Some Coffee With Your Tea?

One glass holds exactly $12$ fluid ounces of coffee, another exactly $12$ fluid ounces of tea. Pour one ounce from the coffee glass into the tea glass and mix thoroughly. Then pour one ounce from the (mostly) tea glass back into the coffee glass and mix. Is there now more coffee in the tea glass, or more tea in the coffee glass?

The Fiddler, Zach Wissner-Gross, January 9, 2026(original post)

Solution

They are exactly equal, and no arithmetic is needed. Both glasses start and end with $12$ ounces. So whatever volume of coffee has left the coffee glass for good must have been replaced by an equal volume of tea, simply to keep the coffee glass at $12$ ounces. The coffee that left now sits in the tea glass; the tea that arrived is the tea now in the coffee glass. These two volumes are equal: $\boxed{\text{the same amount.}}$ Tracking the ounces confirms it. After the first pour the tea glass holds $13$ ounces, $\tfrac1{13}$ of it coffee; the ounce poured back therefore carries $\tfrac1{13}$ ounce of coffee and $\tfrac{12}{13}$ ounce of tea. The coffee glass ends with $\tfrac{12}{13}$ ounce of tea, and the tea glass ends with $1-\tfrac1{13}=\tfrac{12}{13}$ ounce of coffee.

The computation

Carry out the two pours on the actual contents, tracking the coffee and tea in each glass and transferring in proportion to the current mix. Both cross-contaminations come out to $\tfrac{12}{13}$ ounce.

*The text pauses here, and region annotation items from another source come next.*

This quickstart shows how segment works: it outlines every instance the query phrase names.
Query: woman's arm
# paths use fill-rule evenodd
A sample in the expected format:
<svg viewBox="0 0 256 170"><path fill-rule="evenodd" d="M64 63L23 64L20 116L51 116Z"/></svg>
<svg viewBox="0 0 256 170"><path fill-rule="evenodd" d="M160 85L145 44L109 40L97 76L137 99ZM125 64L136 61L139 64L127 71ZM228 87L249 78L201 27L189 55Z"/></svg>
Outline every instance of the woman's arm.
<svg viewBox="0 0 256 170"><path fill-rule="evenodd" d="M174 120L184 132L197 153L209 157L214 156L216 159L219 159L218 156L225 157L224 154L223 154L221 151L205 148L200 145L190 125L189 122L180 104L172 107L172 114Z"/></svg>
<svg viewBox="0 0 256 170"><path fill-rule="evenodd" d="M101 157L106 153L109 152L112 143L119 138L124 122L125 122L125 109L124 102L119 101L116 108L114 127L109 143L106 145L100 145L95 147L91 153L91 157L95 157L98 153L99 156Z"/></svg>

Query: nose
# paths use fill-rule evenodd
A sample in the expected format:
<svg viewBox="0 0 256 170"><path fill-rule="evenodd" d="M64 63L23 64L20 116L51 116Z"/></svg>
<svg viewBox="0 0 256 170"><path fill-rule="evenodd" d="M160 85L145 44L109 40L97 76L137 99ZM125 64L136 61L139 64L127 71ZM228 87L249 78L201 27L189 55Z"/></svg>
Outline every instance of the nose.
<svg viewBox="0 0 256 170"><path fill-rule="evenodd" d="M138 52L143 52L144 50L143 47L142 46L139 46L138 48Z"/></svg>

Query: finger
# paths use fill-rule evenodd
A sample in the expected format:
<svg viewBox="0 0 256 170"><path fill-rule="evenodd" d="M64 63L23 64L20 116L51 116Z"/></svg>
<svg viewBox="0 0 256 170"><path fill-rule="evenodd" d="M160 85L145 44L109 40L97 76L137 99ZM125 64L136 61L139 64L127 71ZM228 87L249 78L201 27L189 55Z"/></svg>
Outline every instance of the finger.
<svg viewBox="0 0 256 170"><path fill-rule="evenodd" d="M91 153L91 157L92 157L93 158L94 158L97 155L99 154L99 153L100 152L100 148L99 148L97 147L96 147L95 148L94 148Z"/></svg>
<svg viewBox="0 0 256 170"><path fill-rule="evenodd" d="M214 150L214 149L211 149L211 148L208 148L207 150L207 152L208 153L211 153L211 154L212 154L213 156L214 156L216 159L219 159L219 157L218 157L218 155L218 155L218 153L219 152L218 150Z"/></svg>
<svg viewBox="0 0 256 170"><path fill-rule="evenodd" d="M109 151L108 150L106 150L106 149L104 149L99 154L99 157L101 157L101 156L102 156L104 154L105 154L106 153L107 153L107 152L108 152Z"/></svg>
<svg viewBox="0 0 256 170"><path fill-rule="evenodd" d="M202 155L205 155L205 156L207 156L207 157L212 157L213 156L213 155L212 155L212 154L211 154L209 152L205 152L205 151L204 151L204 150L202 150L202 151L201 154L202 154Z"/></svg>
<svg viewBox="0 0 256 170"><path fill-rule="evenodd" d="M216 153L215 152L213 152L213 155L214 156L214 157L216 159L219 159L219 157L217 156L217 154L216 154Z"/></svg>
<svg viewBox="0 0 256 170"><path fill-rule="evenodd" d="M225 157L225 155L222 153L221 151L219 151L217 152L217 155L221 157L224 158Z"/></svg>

from fractions import Fraction as F
coffee, tea = {'C': F(12), 'T': 0}, {'C': 0, 'T': F(12)}
def pour(src, dst, v):
    tot = src['C'] + src['T']
    for k in ('C', 'T'):
        amt = v * src[k] / tot; src[k] -= amt; dst[k] += amt
pour(coffee, tea, 1); pour(tea, coffee, 1)
print(tea['C'], coffee['T'])            # 12/13  12/13  -> equal

Extra Credit

Now both glasses can hold up to $24$ ounces; one starts with $12$ ounces of coffee, the other with $12$ ounces of tea. To dilute the coffee glass you repeat: pour some volume of tea in, mix, then pour that same volume down the sink so $12$ ounces remain. Doing this as often as you like, what is the least coffee you can be left with in the glass?

Solution

Each wash adds $v$ ounces of tea to the $12$ already present, then discards a fraction $v/(12+v)$ of the now-uniform mixture, so the coffee is multiplied by $12/(12+v)$ . The whole tea glass holds only $12$ ounces, so the wash volumes obey $\sum v_i = 12$ . By the AM–GM inequality the dilution is best with $k$ equal washes $v_i=12/k$ , leaving $12\left(\frac{k}{k+1}\right)^{k}\;\longrightarrow\;\frac{12}{e} = \boxed{4.41\ldots\text{ ounces}}$ as the washes grow ever more numerous and ever smaller. (The source’s value is behind its paywall; this is my own.)

The computation

Run the washes: for $k$ equal pours of $v=12/k$ , multiply the coffee by its dilution factor $12/(12+v)$ each time. As $k$ grows the leftover coffee falls toward $12/e$ .

import numpy as np
def wash(k):
    coffee = 12.0; v = 12.0/k
    for _ in range(k): coffee *= 12/(12 + v)     # add v tea, mix, discard v
    return coffee
for k in (1, 2, 10, 1000):
    print(k, round(wash(k), 5))
print("limit 12/e =", round(12/np.e, 5))         # 4.41455